Monday, June 15, 2026

DRC Displacement Camps Struggle to Contain Ebola Outbreak

By Al Mayadeen English

Source: Reuters

14 Jun 2026 20:11

Health authorities in eastern DRC are losing ground against an Ebola outbreak in overcrowded displacement camps.

Health authorities in eastern Democratic Republic of the Congo are losing ground in their effort to contain an Ebola outbreak that has reached overcrowded displacement camps, as deep-seated distrust of government and aid workers renders contact tracing nearly impossible and leaves tens of thousands of displaced people exposed.

The breakdown is most acute in Kpangba, a camp of roughly 30,000 people in the Nizi health zone of Ituri province, where two women died of Ebola on May 31 and June 1.

When health teams from the provincial health ministry, the World Health Organization, and other aid agencies moved in to trace those who had been in contact with the deceased, residents drove them out, refusing to accept that the deaths were Ebola-related.

"Up to this day, we are not able to follow up on the contacts of these cases," Jean-Claude Lonzama, chief doctor for the Nizi health zone, told Reuters.

The failure to establish contact tracing in Kpangba has left health authorities unable to map transmission chains in a camp where sanitation infrastructure is critically inadequate, hundreds of residents share a single toilet, and open defecation is common.

A crisis across 22 camps

The problem extends far beyond one site. The Nizi health zone alone contains 22 displacement camps housing more than 81,000 people, the vast majority of them displaced by inter-ethnic violence in surrounding areas.
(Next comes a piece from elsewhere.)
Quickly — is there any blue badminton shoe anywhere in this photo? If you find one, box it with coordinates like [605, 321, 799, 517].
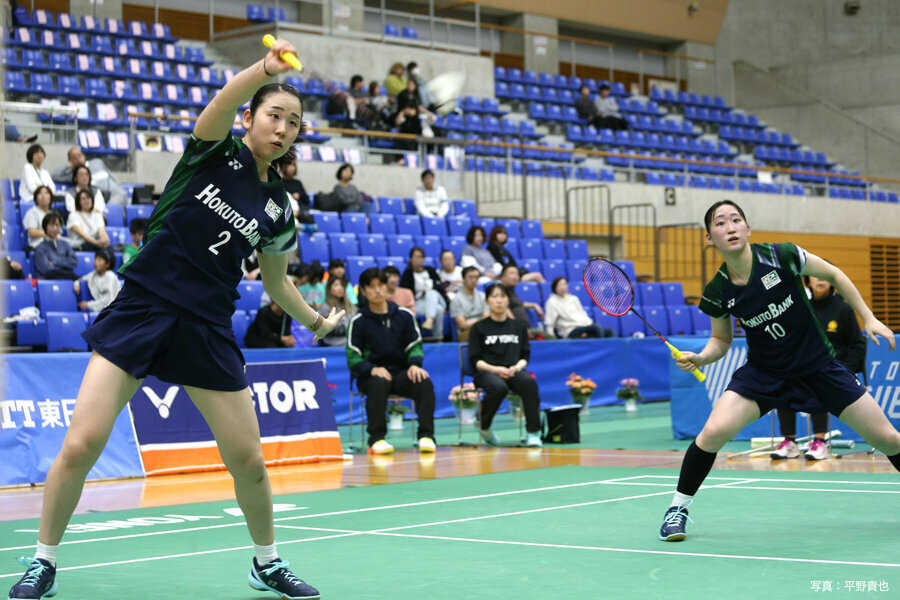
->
[248, 558, 320, 600]
[9, 558, 56, 600]
[659, 500, 694, 542]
Lonzama said that as of now, no preventive measures have been put in place across these sites beyond basic health messaging.

The outbreak, declared one month ago, has spread across three provinces, Ituri, North Kivu, and South Kivu, home to more than five million displaced people and all three scarred by decades of war. It is already among the largest Ebola outbreaks ever recorded.
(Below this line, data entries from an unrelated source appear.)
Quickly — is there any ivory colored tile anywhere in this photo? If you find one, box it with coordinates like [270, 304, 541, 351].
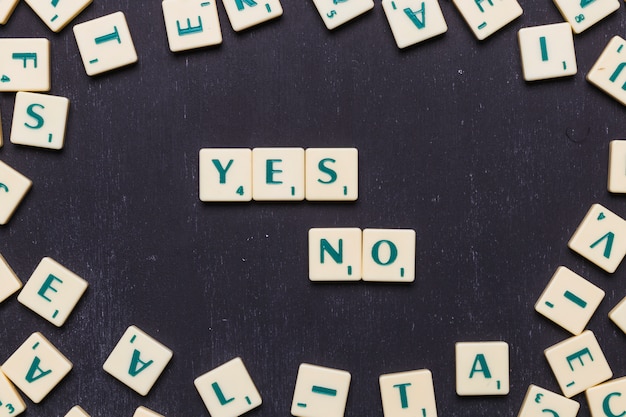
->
[17, 258, 89, 327]
[378, 369, 437, 417]
[102, 326, 173, 395]
[567, 204, 626, 273]
[73, 11, 137, 75]
[291, 363, 351, 417]
[382, 0, 448, 49]
[544, 330, 613, 398]
[362, 229, 415, 282]
[535, 266, 604, 334]
[193, 358, 262, 417]
[2, 333, 72, 403]
[455, 341, 509, 396]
Attacks on health facilities

Distrust has been compounding the crisis from the start. Several treatment facilities have come under attack from locals angered by restrictions on traditional burial practices or unconvinced that the disease is real.
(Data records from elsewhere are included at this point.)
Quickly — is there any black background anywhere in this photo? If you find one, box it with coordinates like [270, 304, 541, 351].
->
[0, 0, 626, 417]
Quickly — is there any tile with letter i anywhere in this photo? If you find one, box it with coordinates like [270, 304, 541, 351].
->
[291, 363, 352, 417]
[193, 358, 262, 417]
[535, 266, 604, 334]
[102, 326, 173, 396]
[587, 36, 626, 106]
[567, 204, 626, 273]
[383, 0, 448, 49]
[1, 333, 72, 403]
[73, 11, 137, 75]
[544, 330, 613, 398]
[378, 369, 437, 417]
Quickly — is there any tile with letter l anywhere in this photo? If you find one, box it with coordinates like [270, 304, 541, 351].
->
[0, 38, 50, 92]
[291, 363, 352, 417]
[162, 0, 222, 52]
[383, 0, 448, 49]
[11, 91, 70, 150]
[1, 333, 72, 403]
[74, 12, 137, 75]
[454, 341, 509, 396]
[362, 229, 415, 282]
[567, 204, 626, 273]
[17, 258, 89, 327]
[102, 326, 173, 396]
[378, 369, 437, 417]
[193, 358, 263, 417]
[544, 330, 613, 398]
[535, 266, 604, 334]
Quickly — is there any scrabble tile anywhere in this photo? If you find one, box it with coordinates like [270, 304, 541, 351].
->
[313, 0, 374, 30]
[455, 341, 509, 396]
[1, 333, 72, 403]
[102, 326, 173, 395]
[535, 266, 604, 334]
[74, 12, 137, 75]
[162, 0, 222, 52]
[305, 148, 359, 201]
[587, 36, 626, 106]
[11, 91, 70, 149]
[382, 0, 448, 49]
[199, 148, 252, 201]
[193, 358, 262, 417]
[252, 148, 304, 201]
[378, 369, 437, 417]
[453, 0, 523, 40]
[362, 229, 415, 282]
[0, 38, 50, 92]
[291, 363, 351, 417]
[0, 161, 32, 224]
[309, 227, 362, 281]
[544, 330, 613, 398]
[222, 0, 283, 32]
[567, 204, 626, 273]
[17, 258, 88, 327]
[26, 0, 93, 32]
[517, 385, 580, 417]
The pattern echoes the 2018-2020 outbreak in the same region, during which attacks against health facilities killed more than 25 health workers.

Early breach

The situation in Kpangba was further set back by an early breach that authorities were unable to prevent. The first confirmed case, a 60-year-old woman, tested positive on May 30, but had already broken out of quarantine and could not be located before she died.

The deaths were not made public until a UN refugee agency report on June 12.

Health experts say the combination of active armed conflict, critical equipment shortages, and a population with generations of reason to distrust state institutions has placed the outlook for containment in serious doubt.